Pastors Corner


I’ve been reading an interesting book lately called “The Year of Living Biblically.” Its a book by a man named A.J. Jacobs who spent the year of 2006 adhering as strictly and as literally as possible to the over 700 rules, codes, and guidelines found in the Bible. This means he followed the rules most people know are in the Bible (stuff from the 10 commandments like thou shalt not kill and thou shalt not steal). But it also means he sought to follow other, lesser known rules (though shalt not wear clothes made of two different materials, though shalt not plant more than one kind of seed in a field, men shall not cut the hair at the sides of their head or clip the edges of their beard, etc.). To understate A.J. Jacobs’ challenge: it was hard.

This book was originally suggested to me by a friend who doesn’t have the kindest view of organized religion, and so when I started reading it, I expected to feel antagonistic to A.J. Jacob’s summaries at the end. I incorrectly assumed he would summarize his biblical year as primarily negative. I assumed he would call the Bible an ancient book no longer relevant for modern living. I expected to argue and fight with him on every page. I was sorely mistaken.

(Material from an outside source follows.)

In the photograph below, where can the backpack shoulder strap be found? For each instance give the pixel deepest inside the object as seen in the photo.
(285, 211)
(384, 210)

Instead, I came away with a reverence for the way the Bible seeks to meticulously guide so much of our everyday lives (a conclusion A.J. Jacobs came to as well). For example, I was reminded that the Bible cares vehemently about what we put in our bodies. All. The. Time (there are over fifty dietary laws in the Bible, even laws that tell us what posture we should use when eating). I was surprised how often the Bible mandates prayer (not just once a week, three times a day at minimum, unless you level up with the Apostle Paul’s command to “pray unceasingly”). Christians tell the big stories of the Bible twice a year (Christmas and Easter), but the Bible actually tells us to monthly stop what we’re doing and celebrate festivals that tell stories of what God has done for us. The Bible calls us to do radically compassionate things like leave the corners of our fields unharvested so the poor can glean the excess for themselves and cancel the debts of those who owe us money every seven years (without reason, just cancel them). The Bible has commands that govern decisions on when to go to bed and when to rise, what kind of prayers to say upon sleeping and eating, how to greet strangers when they walk through our doors, and what parts of our income we can use for ourselves and what we must give to others. In short, the Bible has guidance for how to live almost every minute of every day (again, over 700 rules!). Why? Because the Bible sees every moment of every day as utterly sacred…an opportunity to meet God or miss him. An opportunity to be part of God’s activity in the world, or be ignorant of it. An opportunity to love our neighbors or neglect them. Perhaps the Bible’s rules could be summed with the simple phrase: God is active in this moment, wake up and participate!

It's been a fascinating read and I’m excited to go back to the Bible’s more archaic and lesser known laws with a new level of appreciation. I’m not sure I’m ready to give up the poly-cotton blends in my closet yet, but I’m at least considering it.